A next-generation spectrograph will sit atop a giant Southern Hemisphere telescope.
By | Published: February 4, 2005
Spectrograph overview
The Prime Focus Imaging Spectrograph (PFIS) sits in its testing facility at the University of Wisconsin, Madison. Weighing only half a ton, the device is much smaller than previous spectrographs. The PFIS will sit atop the Southern African Large Telescope. Testing of the spectrograph-telescope combination will begin in April.
Astronomy: Michael E. Bakich
February 4, 2005
Astronomers and engineers at the University of Wisconsin, Madison have nearly completed a groundbreaking tool that will help them decipher clues found in distant starlight. The instrument, the Prime Focus Imaging Spectrograph (PFIS), will be attached to the new Southern African Large Telescope (SALT). SALT is located 220 miles (350 kilometers) from Cape Town on a mountain plateau near the edge of the Kalahari Desert. First light — the first test of the complete system using celestial objects — is scheduled for April.
Heart of a spectrograph
A close-up of the “heart” of the Prime Focus Imaging Spectrograph shows (left to right) the diffraction grating, the shutter assembly, and one of the imaging lenses. Astronomers can select from six gratings, each providing a different spectrum.
Astronomy: Michael E. Bakich
The light-collecting mirrors of SALT — ninety-one 1-meter hexagons — form an array 36 feet (11 meters) long by 32 feet (10 meters) wide. Usually, such a large telescope carries instruments whose weight is measured in tons.

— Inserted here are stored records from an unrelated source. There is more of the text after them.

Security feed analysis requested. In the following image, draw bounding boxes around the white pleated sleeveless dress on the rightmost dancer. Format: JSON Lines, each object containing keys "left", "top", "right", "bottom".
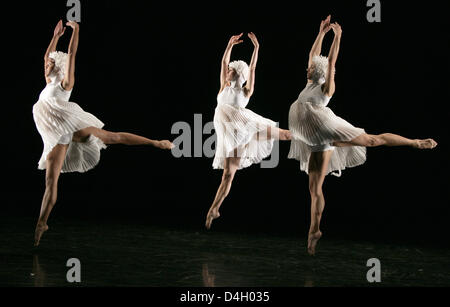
{"left": 288, "top": 82, "right": 366, "bottom": 177}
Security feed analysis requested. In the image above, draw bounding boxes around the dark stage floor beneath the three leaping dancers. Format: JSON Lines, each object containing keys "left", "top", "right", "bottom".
{"left": 0, "top": 218, "right": 450, "bottom": 287}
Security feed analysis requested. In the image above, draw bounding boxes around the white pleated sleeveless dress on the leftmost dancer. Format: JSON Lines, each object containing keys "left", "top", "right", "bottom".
{"left": 33, "top": 74, "right": 106, "bottom": 173}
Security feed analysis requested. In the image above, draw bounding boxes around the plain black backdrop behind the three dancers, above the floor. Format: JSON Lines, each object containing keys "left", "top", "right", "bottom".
{"left": 2, "top": 1, "right": 450, "bottom": 245}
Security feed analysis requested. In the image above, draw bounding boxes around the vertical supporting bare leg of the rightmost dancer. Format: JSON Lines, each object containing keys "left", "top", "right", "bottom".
{"left": 308, "top": 150, "right": 333, "bottom": 255}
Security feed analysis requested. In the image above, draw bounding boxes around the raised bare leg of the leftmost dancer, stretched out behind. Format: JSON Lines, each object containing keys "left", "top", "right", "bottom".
{"left": 73, "top": 127, "right": 174, "bottom": 149}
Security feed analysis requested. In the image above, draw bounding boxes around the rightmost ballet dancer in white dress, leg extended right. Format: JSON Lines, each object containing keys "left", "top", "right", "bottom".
{"left": 288, "top": 16, "right": 437, "bottom": 255}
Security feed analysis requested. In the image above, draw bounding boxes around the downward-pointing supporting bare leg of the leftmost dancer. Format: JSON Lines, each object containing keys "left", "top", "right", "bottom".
{"left": 34, "top": 144, "right": 69, "bottom": 246}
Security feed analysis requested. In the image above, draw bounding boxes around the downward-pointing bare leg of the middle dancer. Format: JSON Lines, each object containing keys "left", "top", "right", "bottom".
{"left": 205, "top": 151, "right": 241, "bottom": 229}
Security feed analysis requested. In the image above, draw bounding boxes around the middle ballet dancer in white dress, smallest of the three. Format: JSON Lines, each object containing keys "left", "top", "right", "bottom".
{"left": 205, "top": 33, "right": 291, "bottom": 229}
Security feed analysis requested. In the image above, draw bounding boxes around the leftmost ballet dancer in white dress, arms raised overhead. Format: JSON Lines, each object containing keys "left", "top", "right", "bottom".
{"left": 33, "top": 20, "right": 173, "bottom": 246}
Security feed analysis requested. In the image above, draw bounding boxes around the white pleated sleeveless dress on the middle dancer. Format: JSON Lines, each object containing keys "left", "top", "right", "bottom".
{"left": 213, "top": 82, "right": 276, "bottom": 169}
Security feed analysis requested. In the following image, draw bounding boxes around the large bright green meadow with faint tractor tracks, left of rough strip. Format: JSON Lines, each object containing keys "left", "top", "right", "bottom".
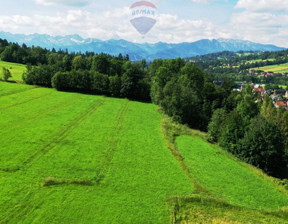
{"left": 0, "top": 82, "right": 194, "bottom": 223}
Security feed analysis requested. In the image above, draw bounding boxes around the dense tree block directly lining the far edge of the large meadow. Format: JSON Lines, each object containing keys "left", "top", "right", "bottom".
{"left": 23, "top": 53, "right": 150, "bottom": 101}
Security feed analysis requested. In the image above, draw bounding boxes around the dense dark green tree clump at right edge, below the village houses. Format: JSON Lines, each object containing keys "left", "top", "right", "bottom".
{"left": 208, "top": 85, "right": 288, "bottom": 178}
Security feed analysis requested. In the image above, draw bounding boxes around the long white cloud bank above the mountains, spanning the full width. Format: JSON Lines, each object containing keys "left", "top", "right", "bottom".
{"left": 0, "top": 0, "right": 288, "bottom": 46}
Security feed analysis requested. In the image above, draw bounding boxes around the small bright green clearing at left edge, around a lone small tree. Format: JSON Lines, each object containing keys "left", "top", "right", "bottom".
{"left": 0, "top": 61, "right": 26, "bottom": 82}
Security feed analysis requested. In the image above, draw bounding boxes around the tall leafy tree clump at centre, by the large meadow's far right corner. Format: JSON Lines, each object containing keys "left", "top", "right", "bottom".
{"left": 149, "top": 59, "right": 231, "bottom": 130}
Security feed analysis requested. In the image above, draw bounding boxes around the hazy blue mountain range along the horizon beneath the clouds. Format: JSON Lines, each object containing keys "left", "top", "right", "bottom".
{"left": 0, "top": 32, "right": 285, "bottom": 61}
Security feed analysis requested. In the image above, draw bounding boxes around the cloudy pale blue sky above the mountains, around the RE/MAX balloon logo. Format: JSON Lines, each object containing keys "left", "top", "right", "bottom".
{"left": 0, "top": 0, "right": 288, "bottom": 47}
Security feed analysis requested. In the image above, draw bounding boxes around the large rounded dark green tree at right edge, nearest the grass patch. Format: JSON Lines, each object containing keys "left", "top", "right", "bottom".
{"left": 238, "top": 115, "right": 287, "bottom": 177}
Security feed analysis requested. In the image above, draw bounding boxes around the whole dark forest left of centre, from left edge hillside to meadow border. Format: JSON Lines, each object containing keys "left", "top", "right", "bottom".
{"left": 0, "top": 39, "right": 150, "bottom": 101}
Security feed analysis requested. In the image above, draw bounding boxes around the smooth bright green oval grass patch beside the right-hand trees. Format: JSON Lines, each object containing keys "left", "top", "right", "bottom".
{"left": 176, "top": 136, "right": 288, "bottom": 209}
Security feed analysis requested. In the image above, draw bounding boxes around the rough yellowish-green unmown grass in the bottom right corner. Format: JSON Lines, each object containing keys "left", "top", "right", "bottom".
{"left": 174, "top": 195, "right": 288, "bottom": 224}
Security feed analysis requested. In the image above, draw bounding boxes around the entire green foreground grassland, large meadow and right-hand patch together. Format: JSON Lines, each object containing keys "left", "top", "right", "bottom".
{"left": 0, "top": 82, "right": 288, "bottom": 224}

The PFIS, however, weighs much less.

The reason the PFIS’s weight had to be carefully monitored is its future location. Most spectrographs are huge machines located in separate rooms near their telescopes. The light from these telescopes is carefully routed to the spectrographs, which then break the light into its component colors for study.

The PFIS, on the other hand, will sit at SALT’s prime focus, 10 stories above the primary-mirror array. “Because it is at the prime focus, it has to be a light, small, and remotely operated,” says Kenneth H. Nordsieck, a University of Wisconsin-Madison astronomer now overseeing construction of the $5 million device. “It weighs half a ton as opposed to 10 tons.”

PFIS diffraction grating
Transmission diffraction gratings are used in the Prime Focus Imaging Spectrograph. Only a decade ago, such gratings were considered too inefficient for serious spectroscopy. New gratings, however, are easier to produce and allow 80 percent of the object’s light to be used efficiently.
Astronomy: Michael E. Bakich
“One of our instrument’s specialties is the near ultraviolet — sunburn territory,” Nordsieck says, referencing the swath of the electromagnetic spectrum the device is designed to sample. “This is one of the few big instruments that will be good in the ultraviolet.”

“Another unusual capability of our instrument is that it can take spectra at a rate of 20 times a second,” Nordsieck said. Because of this capability, PFIS will be capable of taking spectral movies of eclipses, pulsing stars, and comets.

The PFIS also is highly versatile. It uses a combination of lenses, filters, and diffraction gratings, which break up the light. The filters and gratings can be individually selected to correspond with the type of object being imaged or the desired wavelength being studied. In addition to high-quality glass lenses, lenses of calcium chloride and sodium chloride also will be used because they are more transparent to ultraviolet light than glass. A lens made of sodium chloride — also known as salt — seems only fitting for this project.